Summary of top large broken domains (2021-04-21 "30 day" snapshot):

## acervus.unicamp.br

                domain                 |         status          | count  
---------------------------------------+-------------------------+--------
    acervus.unicamp.br                    |                         |   1967
    acervus.unicamp.br                    | no-pdf-link             |   1853

select * from ingest_file_result where updated >= '2021-03-01' and terminal_url like '%acervus.unicamp.br%' and status = 'no-pdf-link' limit 5;

http://acervus.unicamp.br/index.asp?codigo_sophia=963332

seems like many of these were captures with a blank page? or a redirect to
the homepage?

http://web.archive.org/web/20200129110523/http://acervus.unicamp.br/index.html

messy, going to move on.


## apex.ipk-gatersleben.de

apex.ipk-gatersleben.de               |                         |   1253
apex.ipk-gatersleben.de               | no-pdf-link             |   1132

select * from ingest_file_result where updated >= '2021-03-01' and terminal_url like '%apex.ipk-gatersleben.de%' and status = 'no-pdf-link' limit 5;

https://doi.org/10.25642/ipk/rescoll/4886
https://apex.ipk-gatersleben.de/apex/f?p=PGRDOI:RESOLVE:::NO:RP:DOI:10.25642/IPK/RESCOLL/7331

seem to be datasets/species, not articles.

prefix: 10.25642/ipk

## crossref.org

     apps.crossref.org                     |                         |   4693
     apps.crossref.org                     | no-pdf-link             |   4075

https://doi.org/10.1515/9781501747045-013
https://apps.crossref.org/coaccess/coaccess.html?doi=10.1515%2F9781501747045-013

Derp, they are doing a dynamic/AJAX thing, so access links are not in the HTML.

## openeditiong

     books.openedition.org                 |                         |   1784
     books.openedition.org                 | no-pdf-link             |   1466

https://doi.org/10.4000/books.pul.34492
https://books.openedition.org/pul/34492

these are not actually OA books (or at least, not all are)

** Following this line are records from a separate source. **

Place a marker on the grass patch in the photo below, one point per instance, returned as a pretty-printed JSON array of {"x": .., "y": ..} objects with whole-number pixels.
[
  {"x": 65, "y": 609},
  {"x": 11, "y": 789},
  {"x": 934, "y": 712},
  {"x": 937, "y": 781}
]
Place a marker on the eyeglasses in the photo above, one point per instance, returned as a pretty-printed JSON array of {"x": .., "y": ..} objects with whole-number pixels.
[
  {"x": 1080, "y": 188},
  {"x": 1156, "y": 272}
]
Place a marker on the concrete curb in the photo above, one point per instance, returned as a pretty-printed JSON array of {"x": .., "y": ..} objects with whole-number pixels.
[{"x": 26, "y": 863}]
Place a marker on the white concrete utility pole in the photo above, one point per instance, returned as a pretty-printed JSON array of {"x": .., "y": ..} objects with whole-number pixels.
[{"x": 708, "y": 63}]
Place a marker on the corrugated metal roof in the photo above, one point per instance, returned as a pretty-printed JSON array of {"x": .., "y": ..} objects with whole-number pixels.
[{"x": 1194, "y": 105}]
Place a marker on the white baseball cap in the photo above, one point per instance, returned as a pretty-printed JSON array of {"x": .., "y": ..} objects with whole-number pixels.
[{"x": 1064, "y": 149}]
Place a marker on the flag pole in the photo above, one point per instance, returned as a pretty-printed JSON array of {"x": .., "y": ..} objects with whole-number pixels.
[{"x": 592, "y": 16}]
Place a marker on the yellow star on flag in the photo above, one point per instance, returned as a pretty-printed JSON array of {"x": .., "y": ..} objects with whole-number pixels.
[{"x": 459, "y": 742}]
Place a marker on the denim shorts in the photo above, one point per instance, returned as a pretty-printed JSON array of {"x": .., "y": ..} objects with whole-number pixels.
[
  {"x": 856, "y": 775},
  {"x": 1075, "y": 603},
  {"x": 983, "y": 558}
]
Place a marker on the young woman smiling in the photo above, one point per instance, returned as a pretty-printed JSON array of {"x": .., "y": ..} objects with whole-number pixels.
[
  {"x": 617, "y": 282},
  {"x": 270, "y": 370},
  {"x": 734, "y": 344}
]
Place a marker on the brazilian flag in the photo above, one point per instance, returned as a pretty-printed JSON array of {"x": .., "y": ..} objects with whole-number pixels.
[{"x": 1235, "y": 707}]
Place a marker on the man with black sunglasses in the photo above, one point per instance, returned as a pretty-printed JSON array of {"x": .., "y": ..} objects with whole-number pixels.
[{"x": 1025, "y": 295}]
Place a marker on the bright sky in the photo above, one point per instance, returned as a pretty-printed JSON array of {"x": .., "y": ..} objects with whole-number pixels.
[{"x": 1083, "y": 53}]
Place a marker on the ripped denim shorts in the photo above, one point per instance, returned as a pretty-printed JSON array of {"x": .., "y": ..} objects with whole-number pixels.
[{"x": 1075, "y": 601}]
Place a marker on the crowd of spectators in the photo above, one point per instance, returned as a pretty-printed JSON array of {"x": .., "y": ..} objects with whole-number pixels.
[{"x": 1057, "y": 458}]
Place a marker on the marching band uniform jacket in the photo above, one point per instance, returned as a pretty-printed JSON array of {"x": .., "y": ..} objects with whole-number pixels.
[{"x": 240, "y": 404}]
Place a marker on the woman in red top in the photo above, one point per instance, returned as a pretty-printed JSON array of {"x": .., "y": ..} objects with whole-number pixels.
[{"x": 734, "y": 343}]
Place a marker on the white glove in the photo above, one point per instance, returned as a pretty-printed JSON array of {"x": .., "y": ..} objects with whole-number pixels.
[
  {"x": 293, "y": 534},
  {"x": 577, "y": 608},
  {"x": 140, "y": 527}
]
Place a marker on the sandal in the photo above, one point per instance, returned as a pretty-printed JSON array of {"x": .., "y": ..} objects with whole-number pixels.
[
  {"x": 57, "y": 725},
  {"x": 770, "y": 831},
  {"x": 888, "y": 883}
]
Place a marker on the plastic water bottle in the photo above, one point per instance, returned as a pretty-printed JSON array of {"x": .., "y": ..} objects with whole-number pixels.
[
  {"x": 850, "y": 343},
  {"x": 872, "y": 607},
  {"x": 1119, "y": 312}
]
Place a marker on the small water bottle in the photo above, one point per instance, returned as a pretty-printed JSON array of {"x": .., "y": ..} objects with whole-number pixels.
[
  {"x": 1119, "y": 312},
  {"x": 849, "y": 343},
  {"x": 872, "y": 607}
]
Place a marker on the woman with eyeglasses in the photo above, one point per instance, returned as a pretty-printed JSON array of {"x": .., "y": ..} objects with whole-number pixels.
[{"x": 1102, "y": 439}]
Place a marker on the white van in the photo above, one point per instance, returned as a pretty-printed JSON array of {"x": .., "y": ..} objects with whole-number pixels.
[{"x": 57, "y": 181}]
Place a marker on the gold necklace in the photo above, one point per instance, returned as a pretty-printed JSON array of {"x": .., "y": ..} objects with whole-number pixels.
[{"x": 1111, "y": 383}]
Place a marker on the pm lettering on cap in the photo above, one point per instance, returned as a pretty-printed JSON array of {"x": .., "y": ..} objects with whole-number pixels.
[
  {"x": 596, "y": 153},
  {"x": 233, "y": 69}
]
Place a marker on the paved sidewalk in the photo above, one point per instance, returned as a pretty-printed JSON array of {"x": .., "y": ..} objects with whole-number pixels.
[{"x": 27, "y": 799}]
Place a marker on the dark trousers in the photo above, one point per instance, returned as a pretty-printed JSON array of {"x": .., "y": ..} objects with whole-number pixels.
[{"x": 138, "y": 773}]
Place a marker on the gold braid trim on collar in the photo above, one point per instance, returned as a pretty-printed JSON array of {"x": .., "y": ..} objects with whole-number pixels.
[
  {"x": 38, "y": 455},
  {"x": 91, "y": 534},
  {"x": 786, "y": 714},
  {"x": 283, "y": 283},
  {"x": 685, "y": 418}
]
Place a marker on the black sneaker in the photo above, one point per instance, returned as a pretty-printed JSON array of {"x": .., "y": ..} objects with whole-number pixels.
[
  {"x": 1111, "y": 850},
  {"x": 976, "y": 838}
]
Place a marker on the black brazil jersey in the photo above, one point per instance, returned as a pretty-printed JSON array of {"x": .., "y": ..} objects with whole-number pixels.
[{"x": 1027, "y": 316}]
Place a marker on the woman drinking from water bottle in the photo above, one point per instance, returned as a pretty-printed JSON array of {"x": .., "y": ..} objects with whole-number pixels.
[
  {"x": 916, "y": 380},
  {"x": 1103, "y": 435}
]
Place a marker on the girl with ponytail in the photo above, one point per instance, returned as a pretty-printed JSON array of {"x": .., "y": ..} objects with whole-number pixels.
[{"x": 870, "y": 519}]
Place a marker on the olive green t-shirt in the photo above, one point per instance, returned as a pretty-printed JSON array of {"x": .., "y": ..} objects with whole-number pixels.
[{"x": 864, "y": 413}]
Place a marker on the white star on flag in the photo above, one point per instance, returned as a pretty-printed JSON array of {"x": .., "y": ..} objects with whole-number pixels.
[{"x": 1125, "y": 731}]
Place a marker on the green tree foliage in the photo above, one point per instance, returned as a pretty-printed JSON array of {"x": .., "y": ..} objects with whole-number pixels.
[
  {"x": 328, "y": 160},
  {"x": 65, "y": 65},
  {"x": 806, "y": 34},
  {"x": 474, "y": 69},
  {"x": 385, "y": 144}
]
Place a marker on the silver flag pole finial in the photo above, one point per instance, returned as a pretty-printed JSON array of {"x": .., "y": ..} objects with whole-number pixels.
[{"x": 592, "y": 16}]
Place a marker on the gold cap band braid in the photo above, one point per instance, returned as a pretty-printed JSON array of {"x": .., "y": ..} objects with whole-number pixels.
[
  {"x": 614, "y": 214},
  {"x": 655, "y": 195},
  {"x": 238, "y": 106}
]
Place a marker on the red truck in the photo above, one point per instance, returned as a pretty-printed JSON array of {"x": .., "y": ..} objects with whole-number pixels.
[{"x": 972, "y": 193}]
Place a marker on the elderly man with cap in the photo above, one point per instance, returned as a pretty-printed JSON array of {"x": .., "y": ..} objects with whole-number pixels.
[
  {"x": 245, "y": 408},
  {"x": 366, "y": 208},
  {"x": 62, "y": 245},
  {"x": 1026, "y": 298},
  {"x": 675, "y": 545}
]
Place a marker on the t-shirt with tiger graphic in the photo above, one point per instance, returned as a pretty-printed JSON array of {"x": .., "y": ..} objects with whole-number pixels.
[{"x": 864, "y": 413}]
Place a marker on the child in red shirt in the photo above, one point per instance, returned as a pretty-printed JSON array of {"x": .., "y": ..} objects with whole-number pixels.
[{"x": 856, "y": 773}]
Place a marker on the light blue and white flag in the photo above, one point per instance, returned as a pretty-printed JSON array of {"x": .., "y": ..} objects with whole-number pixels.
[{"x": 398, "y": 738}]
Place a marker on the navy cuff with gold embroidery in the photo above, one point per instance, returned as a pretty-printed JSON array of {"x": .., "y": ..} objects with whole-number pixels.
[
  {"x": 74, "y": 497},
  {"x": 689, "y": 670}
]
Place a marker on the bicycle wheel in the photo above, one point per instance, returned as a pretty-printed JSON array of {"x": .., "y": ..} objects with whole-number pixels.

## chemrxiv.org (figshare)

     chemrxiv.org                          |                         |    857
     chemrxiv.org                          | no-pdf-link             |    519

https://doi.org/10.26434/chemrxiv.14411081
https://chemrxiv.org/articles/preprint/Prediction_and_Optimization_of_Ion_Transport_Characteristics_in_Nanoparticle-Based_Electrolytes_Using_Convolutional_Neural_Networks/14411081

these all seem to be *multi-file* entities, thus not good for single file ingest pipeline.

## direct.mit.edu

     direct.mit.edu                        |                         |    996
     direct.mit.edu                        | no-pdf-link             |    869

https://doi.org/10.7551/mitpress/14056.003.0004
https://direct.mit.edu/books/monograph/5111/chapter-abstract/3060134/Adding-Technology-to-Contact-Tracing?redirectedFrom=fulltext

"not available"

https://doi.org/10.7551/mitpress/12444.003.0004

"not available"


## dlc.library.columbia.edu

     dlc.library.columbia.edu              |                         |   4225
     dlc.library.columbia.edu              | no-pdf-link             |   2395
     dlc.library.columbia.edu              | spn2-wayback-error      |   1568

https://doi.org/10.7916/d8-506w-kk49
https://dlc.library.columbia.edu/durst/cul:18931zcrk9

document repository.
this one goes to IA! actually many seem to.
added extractor, should re-ingest with:

    publisher:"Columbia University" doi_prefix:10.7916 !journal:*

actually, that is like 600k+ results and many are not digitized, so perhaps not.

## doi.ala.org.au

     doi.ala.org.au                        |                         |   2570
     doi.ala.org.au                        | no-pdf-link             |   2153

https://doi.org/10.26197/ala.811d55e3-2ff4-4501-b3e7-e19249507052
https://doi.ala.org.au/doi/811d55e3-2ff4-4501-b3e7-e19249507052

this is a data repository, with filesets, not papers. datacite metadata is
incorrect.

## fldeploc.dep.state.fl.us

     fldeploc.dep.state.fl.us              |                         |    774
     fldeploc.dep.state.fl.us              | no-pdf-link             |    718


https://doi.org/10.35256/ic29
http://fldeploc.dep.state.fl.us/geodb_query/fgs_doi.asp?searchCode=IC29

re-ingest with:

    # only ~800 works
    doi_prefix:10.35256 publisher:Florida

## geoscan.nrcan.gc.ca

     geoscan.nrcan.gc.ca                   |                         |   2056
     geoscan.nrcan.gc.ca                   | no-pdf-link             |   2019

https://doi.org/10.4095/295366
https://geoscan.nrcan.gc.ca/starweb/geoscan/servlet.starweb?path=geoscan/fulle.web&search1=R=295366

this is a geographic repository, not papers.

## kiss.kstudy.com

     kiss.kstudy.com                       |                         |    747
     kiss.kstudy.com                       | no-pdf-link             |    686

https://doi.org/10.22143/hss21.12.1.121
http://kiss.kstudy.com/thesis/thesis-view.asp?key=3862523

Korean. seems to not actually be theses? can't download.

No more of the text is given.